Twenty years later, Henry makes his living by painting his disturbing works of art. He loves his wife and his son and life couldn’t be better… except there’s something not quite right about the old stone farmhouse his family now calls home. There’s something strange living in the cramped cellar, in the maze of pipes that feed the ancient steam boiler.
A winter storm is brewing and soon Henry will learn the true nature of the monster waiting for him down in the darkness. He will battle this demon and, in the process, he may discover what really happened when he was a child and why, in times of trouble, he thinks: I paint against the darkness.

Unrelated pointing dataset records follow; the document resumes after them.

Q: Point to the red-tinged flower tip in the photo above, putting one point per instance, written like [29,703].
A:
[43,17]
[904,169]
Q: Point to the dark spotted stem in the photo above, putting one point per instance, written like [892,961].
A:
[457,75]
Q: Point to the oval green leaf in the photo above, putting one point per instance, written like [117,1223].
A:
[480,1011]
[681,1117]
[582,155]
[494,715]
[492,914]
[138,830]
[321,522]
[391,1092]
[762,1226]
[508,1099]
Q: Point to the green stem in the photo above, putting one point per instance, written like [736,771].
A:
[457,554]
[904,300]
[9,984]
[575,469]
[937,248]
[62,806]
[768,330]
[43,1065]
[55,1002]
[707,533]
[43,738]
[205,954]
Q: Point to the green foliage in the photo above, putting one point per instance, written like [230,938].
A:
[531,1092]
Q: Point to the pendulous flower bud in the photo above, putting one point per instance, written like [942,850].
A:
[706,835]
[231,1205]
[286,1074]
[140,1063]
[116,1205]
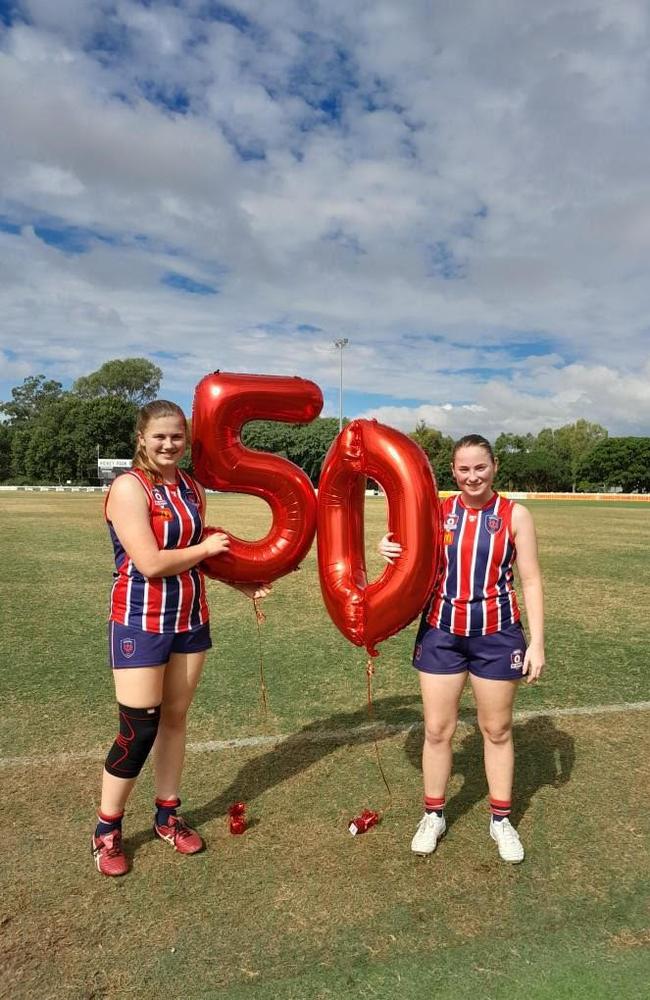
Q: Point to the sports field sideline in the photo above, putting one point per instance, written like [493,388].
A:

But will Henry learn the truth in time to avoid the terrible fate awaiting him… or will the thing in the cellar get him and his family first?
Written as both a meditation on the art of creation and as an examination of the secret fears we all share, The Painted Darkness is a terrifying look at the true cost we pay when we run from our grief–and what happens when we’re finally forced to confront the monsters we know all too well.

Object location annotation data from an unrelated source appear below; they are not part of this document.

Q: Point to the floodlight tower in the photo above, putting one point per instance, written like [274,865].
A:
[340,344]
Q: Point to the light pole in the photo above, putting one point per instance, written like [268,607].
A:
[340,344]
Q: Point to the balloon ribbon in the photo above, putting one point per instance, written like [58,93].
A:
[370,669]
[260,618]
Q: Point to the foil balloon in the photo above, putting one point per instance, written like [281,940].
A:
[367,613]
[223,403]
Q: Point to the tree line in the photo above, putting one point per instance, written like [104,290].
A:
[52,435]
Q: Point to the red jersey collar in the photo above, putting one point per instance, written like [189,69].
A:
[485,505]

Okay, I’m going to be real here… I’m not entirely too sure what I read with this book. Lol. I chose this book purely for the fact that it was $2.99 at barnesandnoble.com. Not to mention the overview was pretty intriguing as well.
Brian Keene’s introduction into the book was kind of hilarious. He gives you his opinion on genre literature and what dictates art and what is entertainment.

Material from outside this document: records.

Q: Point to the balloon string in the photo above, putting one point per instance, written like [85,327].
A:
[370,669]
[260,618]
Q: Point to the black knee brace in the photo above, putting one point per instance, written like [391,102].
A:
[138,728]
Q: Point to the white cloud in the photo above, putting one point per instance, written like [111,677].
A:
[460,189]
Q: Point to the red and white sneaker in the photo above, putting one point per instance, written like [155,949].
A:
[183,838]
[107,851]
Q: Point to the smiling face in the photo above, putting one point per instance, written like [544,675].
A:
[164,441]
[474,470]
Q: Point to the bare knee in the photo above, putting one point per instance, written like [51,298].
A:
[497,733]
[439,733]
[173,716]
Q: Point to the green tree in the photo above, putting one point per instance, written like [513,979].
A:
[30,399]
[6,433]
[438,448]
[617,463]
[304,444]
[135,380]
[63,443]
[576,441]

They are written for and marketed to the masses as entertainment, and therefore, they are not art. Well, fuck that noise.
Honestly the best part of the whole book. Sorry Freeman. Now as far as the actual storyline… well just from reading the overview you know it is about facing your grief and what happens to one’s self when you let your imagination run wild to cover up a terrible loss. I honestly got really bored with it. Don’t get me wrong, it was written in a way to get you to understand what Henry thought to be real when he was a child and is blinded by the reality of what was hiding away in his mind as an adult.
The weirdest part was that it wasn’t actually numbered like it should have been. I’m assuming it was just my Ebook but when I looked to see what page I was on it would say 55 and then when I would turn the page, I would be on 63. Did that happen to anyone else?
Reading other customer’s reviews, I feel like I just wasn’t reading the same book as some of them. Some said that it was thrilling and suspenseful… when for me it was quite boring and I felt there could have been more. I don’t think I do so well when about 75% of the book is nothing but tiny details that you would think would relevant and it turns out to not be in any way. But everyone is different… and maybe I’m a bit dull… who knows. It could be that I like longer books and not novellas.
As of a couple of days ago, we the “admins” of Books & BFFs, have decided to put this little book club on the shelf for a couple months. With one admin having obligations to other authors in reading and reviewing their books and moving. Another just not having time to read any of the books we’ve picked because she teaches… and me, reading all books picked… with the exception of a couple, it just hasn’t been fair to all of us. So as of now, Books & BFFs will be dissolved until further notice. <– official sounding huh? We really wanted to keep this going but with too many obligations, we started to just lose track of everything. But when we are back on track and everyone is fully committed to it, we will try again!